Risponde dall’altro capo del telefono, seppur impetuosa, la voce rassicurante di Sebastiano.
Diamoci del tu.
“Ho visto due guerre per conflitto. Una viaggia sul filo conduttore che unisce tutte le guerre del mondo, il fronte ufficiale, che intreccia la geopolitica e l’interesse, fortemente legato alle strategie militari, ai soldati.
Poi c’è la guerra degli ultimi, dove a morire non sono i militari, che in qualche modo sono protetti, per lo meno armati, a morire è la gente che la guerra non l’ha voluta, l’ha solo subita. La guerra di chi si nasconde, di chi scappa e come succede in Siria, si rifugia in paesi limitrofi. Di chi ha speso una vita intera per costruire una casa, ce l’ha lì sotto gli occhi e la vede distrutta. Di quei fantasmi disperati che cercano di restare il più vicino possibile a quel poco che gli è rimasto.”

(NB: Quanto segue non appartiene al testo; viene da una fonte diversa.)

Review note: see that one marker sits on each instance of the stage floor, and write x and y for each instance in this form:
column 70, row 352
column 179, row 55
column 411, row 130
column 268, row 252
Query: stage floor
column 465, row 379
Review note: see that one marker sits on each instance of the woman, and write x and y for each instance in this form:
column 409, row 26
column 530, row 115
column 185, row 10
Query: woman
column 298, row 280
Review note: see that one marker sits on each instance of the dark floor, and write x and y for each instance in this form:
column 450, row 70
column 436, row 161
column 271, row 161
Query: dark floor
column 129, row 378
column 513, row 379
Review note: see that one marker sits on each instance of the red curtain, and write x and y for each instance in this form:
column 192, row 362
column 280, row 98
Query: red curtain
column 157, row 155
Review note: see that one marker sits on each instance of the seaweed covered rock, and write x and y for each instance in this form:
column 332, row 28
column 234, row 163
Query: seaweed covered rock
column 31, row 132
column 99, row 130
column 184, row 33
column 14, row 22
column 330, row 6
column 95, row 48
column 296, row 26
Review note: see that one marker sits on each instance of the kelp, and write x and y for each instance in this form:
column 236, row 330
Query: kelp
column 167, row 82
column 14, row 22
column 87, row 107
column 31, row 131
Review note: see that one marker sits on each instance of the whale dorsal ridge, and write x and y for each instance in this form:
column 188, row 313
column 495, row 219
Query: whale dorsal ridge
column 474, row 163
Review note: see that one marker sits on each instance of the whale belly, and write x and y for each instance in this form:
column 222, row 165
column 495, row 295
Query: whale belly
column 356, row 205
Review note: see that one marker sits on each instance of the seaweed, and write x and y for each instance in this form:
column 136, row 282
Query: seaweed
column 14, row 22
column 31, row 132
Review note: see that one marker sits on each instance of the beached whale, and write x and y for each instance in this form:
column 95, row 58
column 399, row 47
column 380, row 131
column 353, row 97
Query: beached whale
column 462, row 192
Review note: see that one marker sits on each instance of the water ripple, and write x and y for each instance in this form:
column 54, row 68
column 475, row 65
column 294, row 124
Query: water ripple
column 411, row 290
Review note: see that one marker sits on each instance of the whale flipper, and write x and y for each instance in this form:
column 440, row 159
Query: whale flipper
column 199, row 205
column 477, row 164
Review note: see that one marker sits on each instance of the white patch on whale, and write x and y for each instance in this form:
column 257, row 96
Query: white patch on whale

Cosa ti ha spinto in Siria la prima volta?
“Il silenzio. Era un angolo del mondo rimasto al buio ed io volevo parlarne. Sono un abruzzese e come tutti gli abruzzesi ho la testa dura. Dalla mia pagina facebook, NINO Fezza cinereporter, è nato un grosso movimento di sensibilizzazione, ho scritto 1600 post, da due anni e mezzo tutti i giorni. Perché voglio raccontare.”

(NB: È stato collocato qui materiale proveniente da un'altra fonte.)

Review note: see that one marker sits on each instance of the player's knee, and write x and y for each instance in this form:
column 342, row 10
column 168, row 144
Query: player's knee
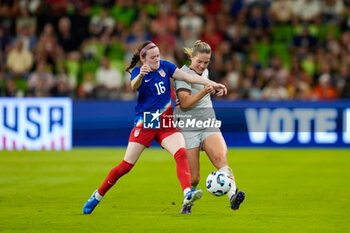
column 220, row 159
column 195, row 179
column 181, row 154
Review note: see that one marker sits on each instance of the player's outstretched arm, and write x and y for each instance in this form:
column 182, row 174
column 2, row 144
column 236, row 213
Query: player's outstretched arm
column 196, row 79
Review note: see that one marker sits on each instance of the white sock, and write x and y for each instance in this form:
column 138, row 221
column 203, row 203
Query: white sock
column 98, row 196
column 232, row 190
column 186, row 190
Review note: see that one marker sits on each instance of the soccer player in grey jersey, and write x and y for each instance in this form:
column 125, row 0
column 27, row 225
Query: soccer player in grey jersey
column 193, row 104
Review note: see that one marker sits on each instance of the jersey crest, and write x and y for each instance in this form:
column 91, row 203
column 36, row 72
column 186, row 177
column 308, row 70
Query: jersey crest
column 161, row 72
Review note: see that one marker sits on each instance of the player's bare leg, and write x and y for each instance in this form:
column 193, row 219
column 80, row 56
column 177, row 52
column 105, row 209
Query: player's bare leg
column 175, row 144
column 194, row 164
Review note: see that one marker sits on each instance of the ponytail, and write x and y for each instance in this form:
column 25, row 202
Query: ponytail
column 136, row 57
column 198, row 47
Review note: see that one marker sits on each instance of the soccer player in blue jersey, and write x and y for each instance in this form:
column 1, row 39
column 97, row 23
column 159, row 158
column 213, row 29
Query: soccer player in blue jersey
column 194, row 100
column 152, row 81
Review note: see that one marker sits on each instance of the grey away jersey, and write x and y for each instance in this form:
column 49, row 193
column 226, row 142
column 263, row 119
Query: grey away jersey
column 203, row 109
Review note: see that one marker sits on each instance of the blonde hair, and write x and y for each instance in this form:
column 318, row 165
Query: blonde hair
column 198, row 47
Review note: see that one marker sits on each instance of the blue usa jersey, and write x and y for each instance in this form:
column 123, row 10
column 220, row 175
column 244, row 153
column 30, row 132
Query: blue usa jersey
column 154, row 91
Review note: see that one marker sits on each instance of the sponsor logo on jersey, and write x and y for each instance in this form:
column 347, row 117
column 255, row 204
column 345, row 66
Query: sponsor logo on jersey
column 151, row 120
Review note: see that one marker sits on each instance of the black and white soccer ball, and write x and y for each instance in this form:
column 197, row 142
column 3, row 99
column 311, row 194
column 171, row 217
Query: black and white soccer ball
column 218, row 183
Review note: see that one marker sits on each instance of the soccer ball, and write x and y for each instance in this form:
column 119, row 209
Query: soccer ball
column 218, row 183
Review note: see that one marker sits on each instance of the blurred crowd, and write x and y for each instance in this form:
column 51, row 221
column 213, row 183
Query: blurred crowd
column 261, row 49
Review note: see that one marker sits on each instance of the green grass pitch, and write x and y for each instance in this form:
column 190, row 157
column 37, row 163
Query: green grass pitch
column 286, row 191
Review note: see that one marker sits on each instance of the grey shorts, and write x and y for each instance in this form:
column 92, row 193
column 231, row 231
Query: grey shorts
column 195, row 138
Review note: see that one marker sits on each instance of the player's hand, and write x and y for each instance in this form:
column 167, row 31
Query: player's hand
column 210, row 89
column 145, row 69
column 220, row 89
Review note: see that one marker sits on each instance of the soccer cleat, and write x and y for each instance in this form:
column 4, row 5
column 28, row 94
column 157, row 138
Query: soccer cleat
column 236, row 200
column 192, row 196
column 90, row 204
column 186, row 209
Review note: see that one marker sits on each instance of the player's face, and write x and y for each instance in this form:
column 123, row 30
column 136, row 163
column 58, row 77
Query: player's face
column 200, row 62
column 152, row 58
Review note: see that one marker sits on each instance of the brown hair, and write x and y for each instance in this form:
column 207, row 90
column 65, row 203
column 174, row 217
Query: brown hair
column 136, row 57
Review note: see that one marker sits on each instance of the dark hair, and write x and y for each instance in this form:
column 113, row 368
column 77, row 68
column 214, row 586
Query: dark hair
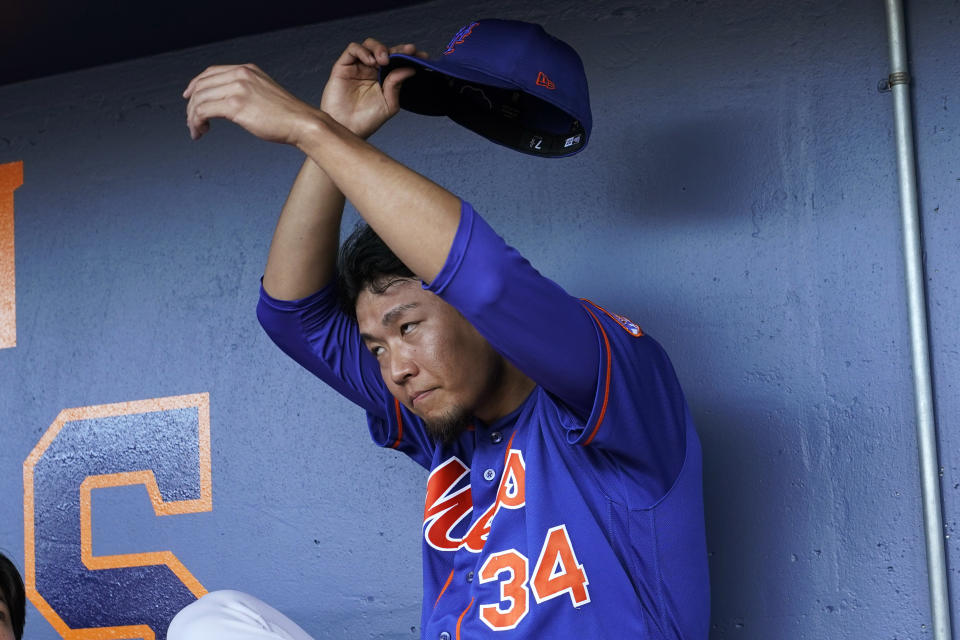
column 13, row 594
column 365, row 262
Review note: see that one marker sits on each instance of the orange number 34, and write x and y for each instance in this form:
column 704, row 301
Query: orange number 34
column 557, row 572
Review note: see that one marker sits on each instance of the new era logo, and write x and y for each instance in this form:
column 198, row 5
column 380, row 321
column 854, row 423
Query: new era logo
column 544, row 81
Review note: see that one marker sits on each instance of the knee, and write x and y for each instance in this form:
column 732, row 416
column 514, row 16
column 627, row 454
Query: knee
column 205, row 617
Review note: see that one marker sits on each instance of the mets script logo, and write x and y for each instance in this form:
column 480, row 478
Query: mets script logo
column 446, row 506
column 461, row 35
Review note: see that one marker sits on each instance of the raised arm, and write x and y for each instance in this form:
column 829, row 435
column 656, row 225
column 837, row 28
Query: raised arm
column 304, row 248
column 415, row 217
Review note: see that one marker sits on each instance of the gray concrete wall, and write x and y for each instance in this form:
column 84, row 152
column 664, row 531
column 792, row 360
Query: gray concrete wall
column 738, row 199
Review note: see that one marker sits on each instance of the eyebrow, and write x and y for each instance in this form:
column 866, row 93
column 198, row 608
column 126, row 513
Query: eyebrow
column 390, row 316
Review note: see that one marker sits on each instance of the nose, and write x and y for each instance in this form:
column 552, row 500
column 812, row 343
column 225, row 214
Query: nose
column 402, row 365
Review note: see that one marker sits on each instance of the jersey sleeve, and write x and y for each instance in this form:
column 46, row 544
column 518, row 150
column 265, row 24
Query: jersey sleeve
column 616, row 387
column 321, row 338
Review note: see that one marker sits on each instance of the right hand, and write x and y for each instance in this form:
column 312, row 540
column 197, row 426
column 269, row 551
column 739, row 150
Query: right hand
column 353, row 95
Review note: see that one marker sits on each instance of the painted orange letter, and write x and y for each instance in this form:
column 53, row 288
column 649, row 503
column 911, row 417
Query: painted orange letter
column 163, row 444
column 11, row 177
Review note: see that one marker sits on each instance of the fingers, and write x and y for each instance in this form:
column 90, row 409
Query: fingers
column 391, row 86
column 374, row 53
column 213, row 71
column 210, row 92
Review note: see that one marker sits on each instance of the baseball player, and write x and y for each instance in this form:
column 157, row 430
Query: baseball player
column 564, row 498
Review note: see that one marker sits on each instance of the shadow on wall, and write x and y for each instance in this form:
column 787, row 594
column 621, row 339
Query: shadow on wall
column 694, row 171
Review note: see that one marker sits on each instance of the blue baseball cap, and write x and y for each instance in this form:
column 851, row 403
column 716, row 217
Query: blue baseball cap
column 507, row 80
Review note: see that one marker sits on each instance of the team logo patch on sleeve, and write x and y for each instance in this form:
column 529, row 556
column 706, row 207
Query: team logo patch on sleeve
column 628, row 325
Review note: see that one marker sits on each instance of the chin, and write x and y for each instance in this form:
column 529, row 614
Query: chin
column 448, row 426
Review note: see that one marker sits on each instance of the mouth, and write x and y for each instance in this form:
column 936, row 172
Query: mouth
column 420, row 396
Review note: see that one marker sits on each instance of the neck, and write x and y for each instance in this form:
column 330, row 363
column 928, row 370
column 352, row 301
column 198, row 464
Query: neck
column 511, row 387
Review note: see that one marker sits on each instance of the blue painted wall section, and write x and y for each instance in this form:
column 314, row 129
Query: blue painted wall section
column 97, row 447
column 738, row 199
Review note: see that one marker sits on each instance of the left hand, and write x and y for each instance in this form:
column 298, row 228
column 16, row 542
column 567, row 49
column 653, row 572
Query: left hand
column 245, row 95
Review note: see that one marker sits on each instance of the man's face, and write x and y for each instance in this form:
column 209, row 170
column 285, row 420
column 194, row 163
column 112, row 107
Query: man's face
column 430, row 356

Raccontami degli eserciti.
“Sono uomini blindati, troppo distanti dalle realtà del territorio. L’esercito non dona giubbotti antiproiettile e patatine ai bambini, l’esercito combatte, l’esercito è l’invasore. E da tale viene percepito. L’efferatezza dell’uomo poi. quando sopraggiunge, lo rende simile alla bestia e gli esodi di ragazzi per soddisfare le esigenze sessuali dei militari non sono chiacchiere. Certe cose succedono davvero.”
Raccontami delle donne.
“Esistono luoghi e tempi in cui la guerra per le donne diventa un valore aggiunto, quasi un pretesto liberatorio. Ricordo quando arrivai in Afghanistan, tutte le donne che incontravo all’inizio portavano il burqa, a distanza di due, tre anni almeno la metà camminava senza. I conflitti di cui parliamo avvengono o nei paesi arabi o nel sud del mondo, dove la condizione della donna è determinata da una ideologia che ha basi culturali e religiose molto discriminanti, ma non credo che ciò le renda deboli e sottomesse, anzi, le donne tutte, sono “da medaglia”.
Ogni donna se madre deve fare da collante, deve badare al sostentamento della famiglia, del marito, soprattutto se è un ribelle, se combattente. Spesso è anche colei che seppellisce i figli. Ciò che per noi è un’immagine contro natura in alcuni luoghi è la consuetudine.
In un ospedale africano vidi arrivare una madre portare in braccio suo figlio, in fin di vita, la scena è sempre la stessa, i primi minuti la mamma piange, si dispera, poi arrivano i becchini lo prendono e lei lo guarda andar via, prende l’altro figlio si gira e se ne va. Il rapporto che hanno con la morte è lontano dalla concezione drammatica che abbiamo noi, che non dimentichiamolo mai, siamo i fortunati, non moriamo di fame, abbiamo appetito, non ci terrorizza il futuro, ne abbiamo timore. Ogni madre deve sopravvivere, deve farlo per se stessa e per il resto della famiglia. C’è un vecchio proverbio africano che dice che ‘il mondo cammina sulle gambe delle donne’, nulla di più vero. “
Qual è il quadro generale e l’idea che ti sei fatto del dissidio siriano?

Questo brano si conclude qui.